Though fears of an oncoming recession remain potent, Las Vegas mortgage experts say existing and aspiring homeowners shouldn’t worry about a housing market crisis to rival that of the late 2000s.
Mortgage providers are much more well-equipped to face economic calamity than they were in 2008, and homeowners just need to know how to ask for help if they need it, said Andrew Leavitt, president of the Nevada Mortgage Lenders Association’s board of directors.
“Even though we’re going to go into a recession, the only time that housing values dipped as much as they did was ’08, and that was because of fraud,” Leavitt said. “And if you look at all of our prior recessions in U.S. history, housing values usually remain resilient and do not increase during a recession because it’s a tangible asset.”

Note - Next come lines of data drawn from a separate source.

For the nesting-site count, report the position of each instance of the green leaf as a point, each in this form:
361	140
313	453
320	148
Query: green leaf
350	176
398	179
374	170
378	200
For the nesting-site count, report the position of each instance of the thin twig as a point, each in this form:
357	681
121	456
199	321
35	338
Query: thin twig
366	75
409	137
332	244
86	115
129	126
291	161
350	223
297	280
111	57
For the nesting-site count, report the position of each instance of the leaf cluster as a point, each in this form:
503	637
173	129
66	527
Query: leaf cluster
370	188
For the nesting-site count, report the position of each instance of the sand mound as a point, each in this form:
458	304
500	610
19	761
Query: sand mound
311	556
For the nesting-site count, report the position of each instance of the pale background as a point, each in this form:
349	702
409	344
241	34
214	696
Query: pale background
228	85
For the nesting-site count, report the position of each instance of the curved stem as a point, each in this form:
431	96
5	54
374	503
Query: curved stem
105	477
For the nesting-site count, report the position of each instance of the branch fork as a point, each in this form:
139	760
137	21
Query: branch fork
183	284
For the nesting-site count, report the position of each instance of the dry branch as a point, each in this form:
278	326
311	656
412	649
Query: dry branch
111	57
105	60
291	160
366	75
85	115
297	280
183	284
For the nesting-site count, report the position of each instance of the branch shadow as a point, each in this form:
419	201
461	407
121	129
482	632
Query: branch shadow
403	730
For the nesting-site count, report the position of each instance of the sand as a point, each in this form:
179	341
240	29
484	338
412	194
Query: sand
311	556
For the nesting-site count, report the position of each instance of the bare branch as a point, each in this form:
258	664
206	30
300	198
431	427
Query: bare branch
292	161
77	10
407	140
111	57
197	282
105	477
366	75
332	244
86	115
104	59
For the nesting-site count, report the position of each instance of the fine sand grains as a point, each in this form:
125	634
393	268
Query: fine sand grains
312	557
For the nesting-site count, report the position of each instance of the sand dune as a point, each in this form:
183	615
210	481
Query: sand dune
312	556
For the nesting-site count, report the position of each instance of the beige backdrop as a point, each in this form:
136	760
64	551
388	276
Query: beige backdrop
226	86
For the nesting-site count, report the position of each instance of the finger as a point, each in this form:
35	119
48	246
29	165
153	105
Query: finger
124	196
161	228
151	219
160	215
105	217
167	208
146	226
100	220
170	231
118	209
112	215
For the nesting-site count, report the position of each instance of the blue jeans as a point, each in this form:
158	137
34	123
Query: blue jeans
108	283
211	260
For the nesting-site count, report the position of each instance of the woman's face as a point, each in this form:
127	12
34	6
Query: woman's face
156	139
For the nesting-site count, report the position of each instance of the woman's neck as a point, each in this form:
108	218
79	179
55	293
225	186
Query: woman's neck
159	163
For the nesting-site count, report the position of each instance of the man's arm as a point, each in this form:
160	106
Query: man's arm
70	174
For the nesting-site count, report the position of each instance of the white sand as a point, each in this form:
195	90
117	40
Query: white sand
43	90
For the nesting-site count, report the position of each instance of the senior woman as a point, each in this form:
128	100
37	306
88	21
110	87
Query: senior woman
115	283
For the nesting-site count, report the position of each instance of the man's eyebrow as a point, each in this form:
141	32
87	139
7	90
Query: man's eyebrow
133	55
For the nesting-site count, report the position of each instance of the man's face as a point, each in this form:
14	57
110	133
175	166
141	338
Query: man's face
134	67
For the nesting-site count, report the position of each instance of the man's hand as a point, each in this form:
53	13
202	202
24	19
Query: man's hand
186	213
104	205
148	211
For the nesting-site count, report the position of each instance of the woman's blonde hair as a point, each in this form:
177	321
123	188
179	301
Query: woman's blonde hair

Homeowners who are not familiar with the mortgage industry might be easily spooked by notices of foreclosure or short sale, Leavitt said, without realizing the number of options available to keep their home—such as federal COVID-19 relief or flex modifications that can lower their payment amount in times of hardship or uncertain employment.
Homeowners struggling to pay their mortgage can also reach out to the CARES Housing Assistance Program (CHAP), he said, which allocates up to $20,000 toward owed payments.
“And where these funds come from is actually from 2008,” Leavitt said. “Las Vegas was the hardest-hit city in the entire nation as far as the client property values, and there were bills that were passed … that gave us what’s called the Hardest Hit Fund.”
Financial hardships in paying mortgages haven’t necessarily increased, but rising rates of debt in other areas can affect one’s ability to make a payment, said Ryan Erekson, a loan officer at Guild Mortgage.
“So a lot of questions I’m getting are around just managing debt, or people asking if there’s any way for them to skip payments or lower payments to help with other debts they have,” Erekson said. “And then when those conversations come up, there’s a few different conversations we kind of work through to try to find solutions for them.”
Wells Fargo is encouraging customers to take advantage of the Homeowner Assistance Fund—both federally and at the state level—which can provide thousands of dollars in aid to those feeling the lingering effects of COVID-19 or who may make their mortgage payment but, as a result, struggle to pay property insurance and similar expenses.
“They’re putting their mortgage first,” said Martin Sanchez, Wells Fargo vice president of mortgage sustainability in the western region. “But we want to ensure our customers are comfortable with making their mortgage payment—not a hiccup or flat tire away from really not being able to make it or sincerely struggling.”
Though the Nevada Homeowner Assistance Fund primarily began as a response to the pandemic, it’s since been adjusted to reflect recurrent, relevant financial hardships, according to Rumaldo Chaidez, housing and education coordinator for Chicanos Por La Causa, a nonprofit that has supported Las Vegas homeowners for more than a decade.
Fears of widespread foreclosures following the pandemic have not come to fruition, Chaidez said, though his organization has seen a lot of need when it comes to homeowners paying their mortgages, particularly due to decreased employment or unemployment.
Applications for assistance have steadily increased recently, he said, and Chicanos Por La Causa partners with the Homeowner Assistance Fund to act as a middleman for people seeking aid.
“Our job is to do outreach to these folks, and get them in the door,” Chaidez said, noting that some homeowners might not seek assistance due to technological barriers. “People tend to start the application and kind of let it go, but that’s what we’re here for. We’re here to walk them through the process and complete that application to either get the approval or the denial.”
Most providers are willing to listen to a plea to postpone a forced sale while homeowners seek assistance, he said, and the worst they can do is say no. “It is never too late to ask for help,” Chaidez said.
All mortgage companies have a hardship hotline for customers, with options ready for assistance, Erekson said. The primary way customers can face financial hardship or prepare for it is by openly communicating with their mortgage companies, he said, and seeking help when they need it.
“Mortgage companies honestly don’t want to foreclose on people,” he said. “They want them to stay in their homes, they want them to make payments and they’re more than willing to try to help.”